Experts and market analysts have largely welcomed these reforms, viewing them as crucial for attracting durable and stable foreign capital inflows. The expectation is that these measures will not only provide much-needed support to the rupee by boosting foreign exchange inflows but also enhance the liquidity and depth of India's bond markets. By making investments in G-Secs more attractive, India aims to improve its integration into global bond indices, potentially leading to even larger inflows in the future. The exemption also applies to the Bank for International Settlements (BIS) for its investments in G-Secs, further emphasizing the broad scope of this policy.
The timing of this policy is significant, given the substantial foreign fund outflows observed in the current calendar year. While the rupee has seen some recovery recently due to RBI intervention and easing crude oil prices, the sustained pressure necessitated comprehensive policy interventions. The government's proactive approach, through an ordinance, underscores the urgency of addressing these economic challenges and reinforcing investor confidence in the Indian market. The measures are expected to contribute significantly to financing India's current account deficit and stabilizing its balance of payments.

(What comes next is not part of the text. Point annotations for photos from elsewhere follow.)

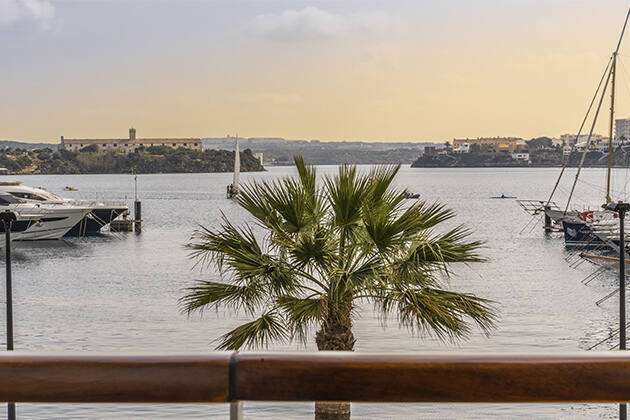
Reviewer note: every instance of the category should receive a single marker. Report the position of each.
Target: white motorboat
(53, 221)
(18, 226)
(100, 214)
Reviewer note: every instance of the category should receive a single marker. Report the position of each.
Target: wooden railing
(323, 376)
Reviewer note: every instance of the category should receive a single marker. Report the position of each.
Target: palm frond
(255, 334)
(210, 294)
(346, 193)
(446, 248)
(238, 255)
(438, 312)
(303, 313)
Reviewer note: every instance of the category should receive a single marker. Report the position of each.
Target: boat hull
(54, 223)
(92, 223)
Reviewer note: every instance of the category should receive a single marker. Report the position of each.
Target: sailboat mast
(612, 119)
(237, 166)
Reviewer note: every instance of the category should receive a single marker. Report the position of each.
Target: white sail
(237, 167)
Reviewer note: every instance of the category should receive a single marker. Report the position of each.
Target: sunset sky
(329, 70)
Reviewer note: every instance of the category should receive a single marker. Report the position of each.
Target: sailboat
(581, 228)
(232, 189)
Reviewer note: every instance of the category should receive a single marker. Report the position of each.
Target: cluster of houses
(516, 147)
(519, 150)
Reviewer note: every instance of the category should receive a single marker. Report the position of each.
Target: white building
(462, 148)
(622, 130)
(569, 139)
(520, 156)
(130, 144)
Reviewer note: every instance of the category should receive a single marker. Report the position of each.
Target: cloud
(313, 23)
(40, 12)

In essence, India's decision to remove capital gains tax and interest income tax for foreign investors in government bonds, coupled with other liberalization measures, represents a strategic effort to enhance its economic resilience, attract crucial foreign investment, and solidify its position in the global financial landscape. This comprehensive approach is anticipated to yield positive outcomes for the Indian economy, its currency, and its capital markets in the medium to long term.
Frequently Asked Questions
What is the key policy change announced by the Indian government regarding foreign investments?
The Indian government has exempted Foreign Portfolio Investors (FPIs) from paying income tax on both capital gains and interest income derived from investments in government securities (G-Secs).
When did this tax exemption come into effect?
The tax exemption is applicable retrospectively from April 1, 2026, meaning it covers any interest or capital gains arising to FPIs on or after this date from their G-Sec investments.
Why has India introduced this tax exemption for foreign bond buyers?
The primary objectives are to attract greater foreign capital inflows into India's debt markets, stabilize the Indian rupee amidst recent depreciation and FPI outflows, and deepen the domestic bond market by making it more attractive and competitive for global investors.
What other measures has the RBI announced alongside this tax change?
The Reserve Bank of India (RBI) has expanded the Fully Accessible Route (FAR) for G-Secs to include new issuances of 15-, 30-, and 40-year government bonds and Sovereign Green Bonds. It has also removed certain restrictions on FPI investments under the General Route.
What was the previous tax regime for foreign investors in Indian government bonds?
Previously, foreign investors faced a 12.5% long-term capital gains tax on listed bonds held for over 12 months and a 20% withholding tax on interest income from government securities. A concessional 5% rate was withdrawn in 2023.